Y esto es así, a sabiendas de que el motor de las economías del continente latinoamericano son las urbes, que representan 79 por ciento de la población de la región. El sector transporte representa alrededor de 25 por ciento de la demanda mundial de energía y cerca de 61 por ciento del consumo anual de petróleo. Por lo tanto, el transporte tendrá un rol determinante en los escenarios de posible aumento de 2 a 4 grados de la temperatura global y, también, en la mitigación de los catastróficos efectos que esto pueda tener.
¿Legal o ilegal?
La mayoría de innovaciones que han resultado del auge de las economías compartidas han sido ilegales hasta que se desarrollan los marcos normativos apropiados. Como diría el novelista William Gibson: “El futuro ya llegó, solo que no está igualmente distribuido”.
Aplicaciones y plataformas como Waze, Uber y ZipCar hacen más eficiente la movilidad y el acceso a servicios, pero presentan desafíos normativos y conceptuales que, también en Colombia, debemos encarar. Vale la pena reflexionar sobre la profundidad del debate que se debe dar.

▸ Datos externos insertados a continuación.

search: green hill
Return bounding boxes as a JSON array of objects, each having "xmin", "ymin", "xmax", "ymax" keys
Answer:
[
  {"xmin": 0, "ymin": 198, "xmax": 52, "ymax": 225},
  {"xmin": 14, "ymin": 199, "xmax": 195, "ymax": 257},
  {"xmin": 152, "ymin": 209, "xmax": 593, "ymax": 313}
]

Y más ahora que Peñalosa llega a la Alcaldía justo cuando la disputa sobre Uber está en furor.
Sigue pendiente que los gobiernos digan cuál va a ser su rol en la definición o reglamentación de la realidad actual. Necesitamos que dejen claro si optarán por una posición más cerrada que permita proteger los modelos actuales, como lo hizo recientemente Francia. O si abrirán totalmente el mercado sin regulación (con los grandes riesgos que esto conlleva) como sucedió hace pocos meses con el caso Uber en México. O si adoptarán una posición moderada de apertura normativa como la de Massachusetts.
Sin duda, el modelo actual de movilidad y accesibilidad para las ciudades necesita una restructuración. El tema es complejo y tiene numerosas implicaciones. Pero eso no puede impedir hacerles un llamado de atención a los gobiernos nacionales y locales sobre la necesidad de tomar una posición. Solo así evitarán que estas ‘soluciones’ se presenten de forma desordenada y, más importante, que aparezcan y operen sin servir al interés general.